The Colonial Academic Alliance concluded that all member institutions should have similar policies regarding absences due to participation in university activities, and the Academic Integrity Committee of this university's Athletic Council requested that our attendence policy be modified to cover absences due to participation in university-sponsored activities.


While it has been observed that for the most part GMU faculty are reasonable with regard to not penalizing students who miss a class or exam due to participation in a recognized university activity, it has also been observed that some new faculty and adjunct faculty seem reluctant to make reasonable accommodations. Perhaps in some cases the reluctance is due to a desire to do things "by the book" and avoid making exceptions, and in such instances it may be the case that having an official policy regarding absence due to participation in university activities may be helpful.

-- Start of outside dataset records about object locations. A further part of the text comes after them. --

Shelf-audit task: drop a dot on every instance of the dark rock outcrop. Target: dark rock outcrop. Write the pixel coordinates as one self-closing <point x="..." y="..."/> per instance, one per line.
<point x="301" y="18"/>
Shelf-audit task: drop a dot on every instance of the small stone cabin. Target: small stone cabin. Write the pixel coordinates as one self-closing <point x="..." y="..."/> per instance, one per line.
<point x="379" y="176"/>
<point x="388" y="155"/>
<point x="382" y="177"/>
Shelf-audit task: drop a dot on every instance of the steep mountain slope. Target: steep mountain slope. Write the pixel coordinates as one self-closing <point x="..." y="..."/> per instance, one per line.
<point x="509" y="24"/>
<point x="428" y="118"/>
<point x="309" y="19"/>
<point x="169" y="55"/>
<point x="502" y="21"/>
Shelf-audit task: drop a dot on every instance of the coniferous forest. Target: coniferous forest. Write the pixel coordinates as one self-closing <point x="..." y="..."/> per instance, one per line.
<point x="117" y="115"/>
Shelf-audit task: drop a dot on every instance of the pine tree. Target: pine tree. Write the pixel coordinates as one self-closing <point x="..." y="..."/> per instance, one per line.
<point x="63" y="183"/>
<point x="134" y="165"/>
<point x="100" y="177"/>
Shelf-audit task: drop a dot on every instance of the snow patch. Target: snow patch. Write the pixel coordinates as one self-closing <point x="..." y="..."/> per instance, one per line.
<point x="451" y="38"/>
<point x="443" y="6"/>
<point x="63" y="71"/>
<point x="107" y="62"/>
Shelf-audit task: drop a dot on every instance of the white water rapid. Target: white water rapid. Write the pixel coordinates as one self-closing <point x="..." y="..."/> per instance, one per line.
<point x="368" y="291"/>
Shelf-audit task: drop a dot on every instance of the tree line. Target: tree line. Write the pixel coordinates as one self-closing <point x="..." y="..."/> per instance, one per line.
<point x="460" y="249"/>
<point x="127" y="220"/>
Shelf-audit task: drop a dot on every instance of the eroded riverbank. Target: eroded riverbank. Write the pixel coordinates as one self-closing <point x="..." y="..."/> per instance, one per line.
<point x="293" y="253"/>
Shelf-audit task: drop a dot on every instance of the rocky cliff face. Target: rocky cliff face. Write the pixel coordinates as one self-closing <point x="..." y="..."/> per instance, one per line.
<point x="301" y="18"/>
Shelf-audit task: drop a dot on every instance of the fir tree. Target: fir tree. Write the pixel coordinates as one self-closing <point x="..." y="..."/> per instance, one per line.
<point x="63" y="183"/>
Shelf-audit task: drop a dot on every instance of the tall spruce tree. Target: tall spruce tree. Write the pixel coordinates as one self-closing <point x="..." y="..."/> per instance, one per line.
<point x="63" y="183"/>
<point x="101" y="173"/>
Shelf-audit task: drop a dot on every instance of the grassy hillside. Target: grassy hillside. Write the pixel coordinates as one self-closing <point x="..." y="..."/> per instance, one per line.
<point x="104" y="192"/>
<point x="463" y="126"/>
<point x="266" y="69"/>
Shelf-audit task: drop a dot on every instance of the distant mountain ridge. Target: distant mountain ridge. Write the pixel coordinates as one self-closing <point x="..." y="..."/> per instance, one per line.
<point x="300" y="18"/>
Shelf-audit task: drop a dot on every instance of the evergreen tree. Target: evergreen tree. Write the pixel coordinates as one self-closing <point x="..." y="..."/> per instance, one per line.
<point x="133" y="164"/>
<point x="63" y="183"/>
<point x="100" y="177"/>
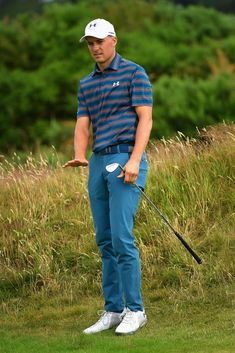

It strikes some students and faculty members as odd that GMU has a policy regarding absence due to religious observance but not one covering absence due to participation in university activities.


It can be noted that the proposed policy does not specify what is meant by making a reasonable effort to accommodate students who will miss a class or exam, allowing individual faculty members to for the most part decide for themselves what is appropriate for their classes.




Motion from the Faculty Matters to approve this policy that will be incorporated into the revised Faculty Handbook:.


Employment of Family Member/Partner


Favoritism or the appearance of it can undermine the trust that members of the university community place in personnel decisions as well as the public interest which the university serves.  Thus, a personnel decision involving a family member or partner of another faculty member or administrator requires unique scrutiny and special safeguards.  In no case should a faculty member or administrator who might have a “personal interest” participate in the hiring, supervision, evaluation, or other personnel actions that involve a family member or partner.


If a faculty member or administrator might exercise or appear to exercise control over the employment or other personnel actions of a family member or partner, the supervisor of the faculty member or administrator must, at a minimum, designate a disinterested person to substitute for the individual who might have a personal interest.  Additional steps may also be required if colleagues or subordinates of the individual with a personal interest are involved in the employment activities.  “Appearance of exercising control” includes but is not limited to assigning responsibility for personnel actions or supervision to a colleague or subordinate.  If the personnel action involves a faculty member or administrator in a local academic unit, the faculty in that unit and all other interested parties must be fully apprised of both the family/partner relationship and the steps that have been taken to ensure that the individual with a personal interest is not involved in the personnel decision.


At least ten days prior to consideration of a personnel action involving a family member or partner of a faculty member or administrator by the Board of Visitors, the Board will be fully apprised of the relationship and the steps taken to ensure that the individual with a personal interest was not involved in the action.  Only after the Board is satisfied that the present policy was implemented and that safeguards were adequate should the personnel action be approved.